President Hassan Rouhani said Tuesday that Iran would resume uranium enrichment at an underground plant south of Tehran in its latest step back from a troubled 2015 agreement with major powers.
The suspension of all enrichment at the Fordow plant in the mountains near the Shiite holy city of Qom was one of the main curbs on its nuclear activities that Iran accepted in return for the lifting of international sanctions.
But Washington's abandonment of the deal in May last year followed by its reimposition of crippling sanctions prompted Iran to begin a phased suspension of its own commitments.
Under the terms of the agreement, Iran has retained more than 1,000 first-generation centrifuges at the Fordow plant, which have been running empty or remained idle since it took effect.
"Starting from tomorrow (Wednesday), we will begin injecting (uranium hexafluoride) gas at Fordow," Rouhani said in a speech broadcast by state television.
His announcement came a day after tensions flared anew on the 40th anniversary of the US embassy siege and hostage crisis, with thousands in Tehran taking to the streets and Washington imposing fresh sanctions.
The United States replied by vowing to keep up its "maximum pressure" campaign against Iran with a goal of ending all enrichment.
"Iran has no credible reason to expand its uranium enrichment program, at the Fordow facility or elsewhere, other than a clear attempt at nuclear extortion that will only deepen its political and economic isolation," State Department spokeswoman Morgan Ortagus said.
Iran said the resumption of enrichment at Fordow would be carried out transparently and witnessed by inspectors from the United Nations nuclear watchdog, the International Atomic Energy Agency.
But the European Union voiced disquiet at the new step away from the 2015 deal.
"We are concerned by President Rouhani's announcement today to further reduce Iran's commitments," EU spokeswoman Maja Kocijancic told reporters.
France urged Tehran to "go back on its decisions, which contradict the accord", while Britain's Foreign Secretary Dominic Raab said that "Iran's latest actions clearly contravene the deal and pose a risk to our national security."
"We want to find a way forward through constructive international dialogue, but Iran needs to stand by the commitments it made and urgently return to full compliance," Raab said.
Russia also expressed worry, despite its good relations with Iran.
"We are monitoring the development of the situation with concern," President Vladimir Putin's spokesman Dmitry Peskov told reporters.
"We support the preservation of this deal."
At the same time, Peskov said Moscow understood Tehran's concerns over the "unprecedented and illegal sanctions" imposed by Washington.
The move is the fourth announced by Iran since it began responding to Washington's abandonment of the agreement.

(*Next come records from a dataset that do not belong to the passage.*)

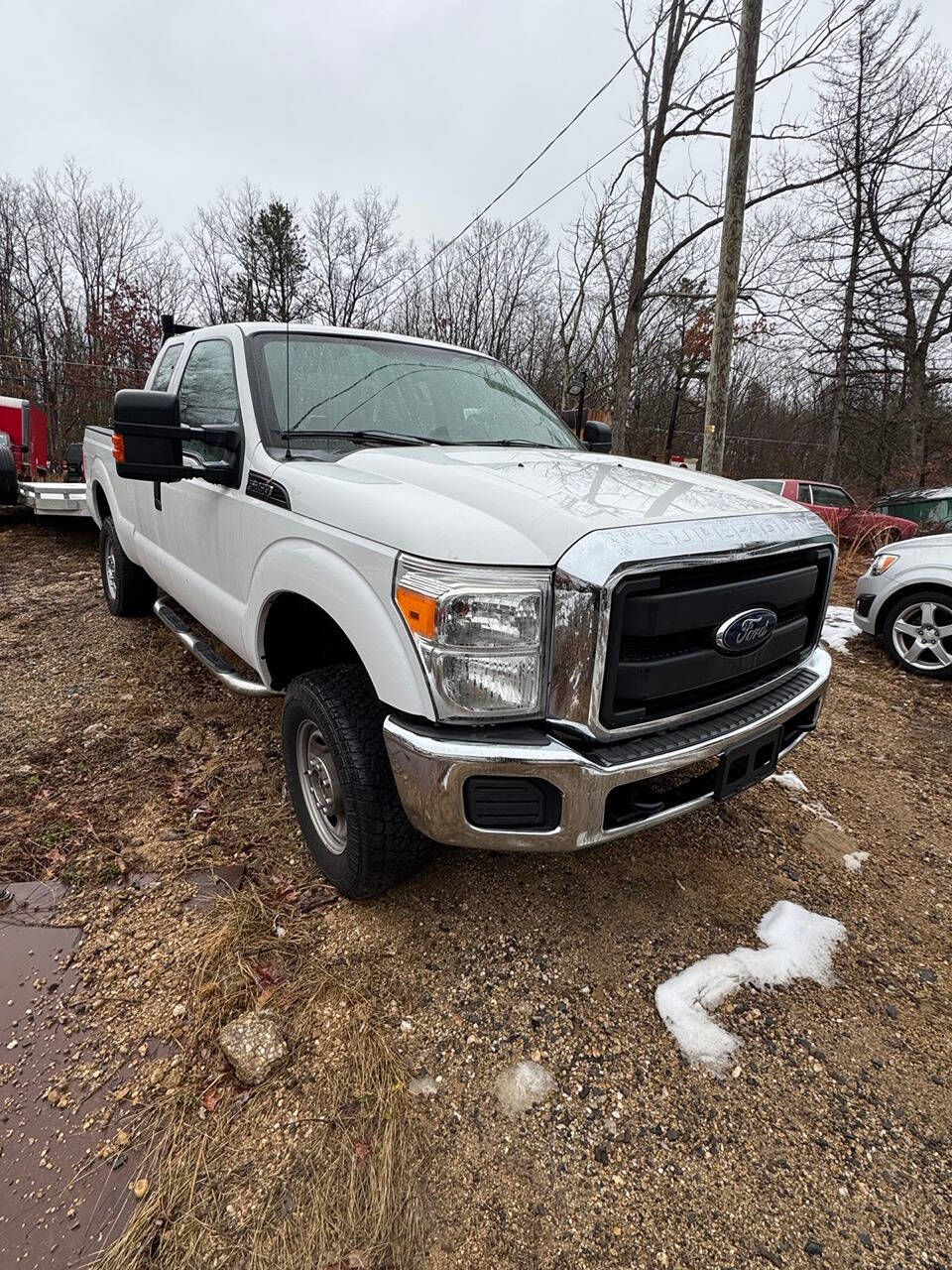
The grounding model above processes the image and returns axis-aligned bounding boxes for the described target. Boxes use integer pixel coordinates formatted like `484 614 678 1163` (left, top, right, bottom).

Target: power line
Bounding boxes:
0 353 149 375
375 58 631 314
382 130 638 316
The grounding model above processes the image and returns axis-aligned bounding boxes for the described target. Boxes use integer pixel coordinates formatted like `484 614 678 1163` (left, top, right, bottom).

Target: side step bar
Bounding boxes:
153 595 281 698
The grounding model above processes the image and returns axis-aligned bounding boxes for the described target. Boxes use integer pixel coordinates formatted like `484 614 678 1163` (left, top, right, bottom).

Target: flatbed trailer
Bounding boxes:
20 480 89 517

- 'Committed to negotiations' -
Iran has repeatedly warned the remaining parties to the deal -- Britain, China, France, Germany and Russia -- that the agreement can only be rescued if they help it circumvent US sanctions.
European governments have struggled to come up with a mechanism that would allow foreign firms to continue to do business with Iran without incurring US penalties.
To Iran's mounting frustration, their efforts have so far failed to have any significant impact.
Rouhani stressed that Iran remained committed to efforts to save the 2015 agreement, despite its phased suspension of some of its commitments.
"The fourth phase, like the three previous ones, is reversible," he said.
"We are committed to all the behind-the-scenes negotiations we have with some countries for a solution.
"Over the next two months, we will negotiate more."
Rouhani said Iran wanted to return to a situation in which "we can easily sell our oil, we can easily use our money in banks."
If that were achieved, "we will completely go back to the previous situation."
On the streets of Tehran, trader Mohammad, who declined to give his second name, said sanctions had caused enough damage to the Iranian economy and he hoped the country would "abide by it (the nuclear deal) completely, as in the past".
The EU warned on Monday that its continued support for the deal depended "on full compliance by Iran".
But Ellie Geranmayeh, an Iran expert at the European Council on Foreign Relations, said the measures were designed to increase Iran's leverage in future talks and to coax Western countries to provide Iran with economic relief.
"This is not attempt to inch towards nuclear weapon," she wrote on Twitter. "#IAEA continues to provide intrusive monitoring."
Iran has taken a series of actions to build pressure over the 2015 deal. On Monday, it announced a more than tenfold increase in its enriched uranium production as a result of the steps away from the accord.